Just to reiterate;
- All streaming in a consumer playback environment is via TCP/IP
- The IP traffic is, today, exclusively TCP, more specifically HTTP. Because nothing else will function given the proliferation of middle boxes, NAT gateways, and other packet-destroying paraphernalia that make up the end-user "internet" today.
- Sometimes it might be SMB. Still TCP.
- In both cases, it is essentially a checksummed (multiple layers) file transfer. It is not a bitstream as would be found via AES3 or S/P DIF. (those both actually transfer samples, in AES3 32-bit ones, that are alternatingly left or right, and have extra data in the top 8 bits, given a 24-bit audio level value.)
- It being a file, it is always transfered with liberal buffering, implying that there is ample time for getting the samples out of the file and into the playback application.

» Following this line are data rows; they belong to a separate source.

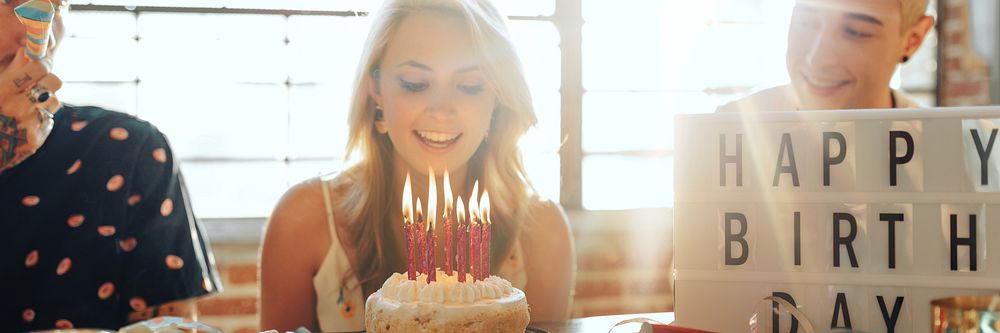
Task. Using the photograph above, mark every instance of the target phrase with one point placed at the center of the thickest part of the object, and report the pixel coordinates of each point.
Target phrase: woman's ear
(373, 86)
(916, 34)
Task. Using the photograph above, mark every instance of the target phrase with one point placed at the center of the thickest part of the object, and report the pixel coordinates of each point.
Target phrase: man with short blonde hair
(843, 53)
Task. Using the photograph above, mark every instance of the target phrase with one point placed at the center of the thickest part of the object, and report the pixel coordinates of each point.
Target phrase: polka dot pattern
(106, 290)
(134, 199)
(31, 201)
(28, 315)
(128, 244)
(119, 134)
(175, 262)
(115, 183)
(137, 303)
(167, 207)
(86, 221)
(32, 259)
(78, 125)
(64, 324)
(160, 155)
(106, 230)
(64, 266)
(75, 220)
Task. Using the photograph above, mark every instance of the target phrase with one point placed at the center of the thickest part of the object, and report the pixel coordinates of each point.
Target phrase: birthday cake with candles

- (How can we be certain there's buffering? Because doing it without buffers is impossible, and small buffers are much harder. I know, because in my application you can't buffer much at all when it's really live, and people who made the signal will hear it (stage monitors) after it's been shipped over your network! We even have to use RTP over UDP, and we do a bunch of magic with clocking things, using PTP et al.)
- In the case of ID3 tags, they are at the end of the file which means that if your player can show the title it has the entire file or can do random reads.
- So, the player, before playing, gets most of the file, in chunks (HLS) or disk blocks (SMB) or as a more traditional FTP-style transfer.
- The file has a header, in which there's a sample rate indicated.
- The local oscillator governing the D/A converter is responsible for putting samples out in the right rate, as read from the header. Not the network, not the NAS, not the web server handing the HLS stream out. They're just shipping bits, with buffering.
UDP and TCP are the common transport protocols (when going by OSI)
TCP is used where time is kind off irrelevant but integrity is important (File transfers, etc.)
UDP is used when time is more important than integrity (Streaming, online games, etc.)
HTTP (and SMB or FTP, or any protocol aware of the concept of "file") is Application layer. Way different beast and has nothing to do with shuffling 1's and 0's about.
All the compensation for jumbled packets happens in the displaying software on the receiving end, NOT in the transport! Else you would have to update your router (not modem, not switch) for every new file format.
SPDIF (no matter if home or pro format) is VERY time sensitive. As such, minimal (if any) buffering. A "broken" packet or a flipped bit does not matter much (even if every 10th packet goes missing completely), after the DAC and its output filter are done with the bit-stream, it will be difficult to measure and impossible to hear.
Additionally, even when the receiver had time to detect an error, there is no way to tell the sender to re-transmit.
There is also never a full file transfer (there is not even the concept of file). Just some info, left/right select and then the actual audio payload. Else you would have to wait considerable time each time you change the song (say 8MB mp3 @ 15Mbit/s ~ 4 Seconds).